Everyone in the industry will be aware that the Federal Government has greatly tightened the rules that apply to livestock when they are overseas. The live export companies are now held very closely accountable for what happens to Australian livestock in foreign countries.
That accountability is real. It’s not just words. Simply losing track of just three steers is enough to get an exporter’s Indonesian feedlot into hot water.
With the overseas work pretty much done, the Government is moving on. They’ve agreed to start a review of various requirements that apply to the live export industry inside Australia.
Australian law already says that exporters are accountable for the welfare of stock from the moment they are selected. That doesn’t have to be at the feedlot. It can be all the way back to the paddock.
Those laws and related documents are meant to ensure that ramps are in good order, washouts are available, curfewing is well managed and so on.

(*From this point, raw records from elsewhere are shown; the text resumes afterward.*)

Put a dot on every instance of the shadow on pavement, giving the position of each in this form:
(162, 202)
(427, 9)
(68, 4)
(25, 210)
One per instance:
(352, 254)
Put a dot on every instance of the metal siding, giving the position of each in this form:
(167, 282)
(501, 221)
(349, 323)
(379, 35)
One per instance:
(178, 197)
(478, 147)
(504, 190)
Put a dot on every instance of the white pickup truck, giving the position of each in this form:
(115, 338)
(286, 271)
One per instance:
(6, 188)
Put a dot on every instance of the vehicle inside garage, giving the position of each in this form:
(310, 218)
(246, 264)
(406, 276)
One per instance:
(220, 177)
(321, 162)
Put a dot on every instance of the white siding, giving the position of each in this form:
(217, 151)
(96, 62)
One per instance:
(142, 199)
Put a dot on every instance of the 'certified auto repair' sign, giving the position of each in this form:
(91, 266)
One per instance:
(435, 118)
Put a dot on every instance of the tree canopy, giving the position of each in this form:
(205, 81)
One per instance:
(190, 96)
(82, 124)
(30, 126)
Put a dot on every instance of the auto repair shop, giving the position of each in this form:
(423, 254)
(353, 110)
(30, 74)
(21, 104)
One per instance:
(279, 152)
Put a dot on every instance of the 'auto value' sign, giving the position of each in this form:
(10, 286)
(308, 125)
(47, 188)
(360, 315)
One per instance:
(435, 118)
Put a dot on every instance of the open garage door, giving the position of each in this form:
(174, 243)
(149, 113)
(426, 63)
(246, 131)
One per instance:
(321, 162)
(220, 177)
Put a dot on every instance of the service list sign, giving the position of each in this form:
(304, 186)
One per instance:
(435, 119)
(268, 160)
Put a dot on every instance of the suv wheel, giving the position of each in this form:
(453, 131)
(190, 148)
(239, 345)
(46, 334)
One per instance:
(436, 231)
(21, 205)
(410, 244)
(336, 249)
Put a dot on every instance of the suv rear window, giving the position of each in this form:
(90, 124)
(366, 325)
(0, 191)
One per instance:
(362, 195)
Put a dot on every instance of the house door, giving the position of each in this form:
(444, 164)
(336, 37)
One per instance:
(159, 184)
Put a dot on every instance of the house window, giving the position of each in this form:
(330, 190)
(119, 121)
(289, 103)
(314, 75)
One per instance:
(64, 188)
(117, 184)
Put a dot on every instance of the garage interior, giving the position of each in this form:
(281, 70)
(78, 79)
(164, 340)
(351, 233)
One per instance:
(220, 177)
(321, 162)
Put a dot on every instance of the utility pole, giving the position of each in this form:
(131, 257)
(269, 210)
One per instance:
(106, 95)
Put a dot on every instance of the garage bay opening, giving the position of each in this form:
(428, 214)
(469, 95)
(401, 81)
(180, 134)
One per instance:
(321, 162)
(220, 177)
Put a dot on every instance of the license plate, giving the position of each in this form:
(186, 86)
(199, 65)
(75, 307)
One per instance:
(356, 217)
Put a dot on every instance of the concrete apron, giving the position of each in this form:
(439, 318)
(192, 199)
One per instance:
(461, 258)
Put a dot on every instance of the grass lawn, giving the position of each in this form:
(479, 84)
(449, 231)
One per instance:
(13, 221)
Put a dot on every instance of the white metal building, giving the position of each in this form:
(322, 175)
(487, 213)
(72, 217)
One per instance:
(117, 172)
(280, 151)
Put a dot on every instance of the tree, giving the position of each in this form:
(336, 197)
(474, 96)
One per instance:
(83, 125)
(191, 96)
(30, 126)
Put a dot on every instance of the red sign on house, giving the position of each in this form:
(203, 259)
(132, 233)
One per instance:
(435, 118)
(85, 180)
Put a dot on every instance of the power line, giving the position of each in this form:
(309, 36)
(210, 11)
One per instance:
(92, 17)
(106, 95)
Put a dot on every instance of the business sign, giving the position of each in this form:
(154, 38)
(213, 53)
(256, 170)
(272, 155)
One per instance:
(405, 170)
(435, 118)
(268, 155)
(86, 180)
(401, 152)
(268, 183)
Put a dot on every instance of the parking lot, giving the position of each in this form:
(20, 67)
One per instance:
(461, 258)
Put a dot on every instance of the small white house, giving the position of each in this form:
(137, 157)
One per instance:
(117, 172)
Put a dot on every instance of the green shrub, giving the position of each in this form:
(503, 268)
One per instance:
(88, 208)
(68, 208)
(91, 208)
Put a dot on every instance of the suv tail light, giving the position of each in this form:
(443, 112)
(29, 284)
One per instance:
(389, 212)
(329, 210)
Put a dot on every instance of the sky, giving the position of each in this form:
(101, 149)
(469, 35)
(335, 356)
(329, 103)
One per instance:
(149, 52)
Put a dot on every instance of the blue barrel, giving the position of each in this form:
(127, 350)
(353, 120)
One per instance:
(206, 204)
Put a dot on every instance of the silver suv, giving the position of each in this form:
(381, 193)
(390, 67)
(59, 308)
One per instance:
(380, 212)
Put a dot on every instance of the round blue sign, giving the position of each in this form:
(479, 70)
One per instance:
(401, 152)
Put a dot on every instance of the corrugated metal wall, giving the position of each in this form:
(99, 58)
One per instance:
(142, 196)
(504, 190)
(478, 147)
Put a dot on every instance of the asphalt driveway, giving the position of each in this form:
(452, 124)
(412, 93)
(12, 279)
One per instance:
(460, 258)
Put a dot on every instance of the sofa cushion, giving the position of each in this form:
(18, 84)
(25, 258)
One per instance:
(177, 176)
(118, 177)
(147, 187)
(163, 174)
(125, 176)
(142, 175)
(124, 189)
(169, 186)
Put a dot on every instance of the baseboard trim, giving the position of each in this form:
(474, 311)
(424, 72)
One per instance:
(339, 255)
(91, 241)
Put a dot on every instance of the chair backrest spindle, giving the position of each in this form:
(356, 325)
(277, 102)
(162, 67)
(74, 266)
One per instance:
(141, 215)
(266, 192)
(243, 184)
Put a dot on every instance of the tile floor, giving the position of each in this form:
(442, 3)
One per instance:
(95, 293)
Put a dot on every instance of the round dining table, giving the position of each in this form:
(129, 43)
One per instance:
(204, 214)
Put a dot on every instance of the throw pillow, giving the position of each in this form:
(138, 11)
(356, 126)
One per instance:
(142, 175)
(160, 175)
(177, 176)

Last year, President Beer and the ALRTA gave evidence in front of the Australian Senate and also to the Inquiry chaired by Bill Farmer. We suggested that the laws weren’t achieving the results that we’d all like to see. We declared that we’re worried that, if we can’t get animal welfare right inside Australia, the whole trade will be put at risk once again – and there could also be a knock-on to the rest of the livestock industry.
Very pleasingly, the Commonwealth Government has decided to include the ALRTA as a member of the Review Committee that it has just now established to start work on these ‘live export standards’.
Kevin Fechner is leading our representation on this committee and has already been to his first meeting. If you’ve got something Kevin should know about, get in touch via National Office.
… ‘fit to load’ at Freo now being examined
Last year, when we appeared to give evidence in front of the Farmer Inquiry, the ALRTA made a big issue of the ‘fit to load’ problems that keep cropping up at Fremantle, in WA.
Some stakeholders didn’t want to hear it. One bloke doing the cross-examination tried to tell us it wasn’t true. We stuck to our guns.
When Farmer brought down his report, he made a clear recommendation and important findings about Freo. He drew attention to what was happening and called for change. It was quite a victory.
This month, the Commonwealth Government has finally launched their investigation into how to fix the problems at Freo. They know that they have to ask themselves some hard questions, because some of the problems start very close to home.
Consultation meetings will be held in Perth very soon. LRTA-WA is handling our representation, and we’ll provide support from National Office.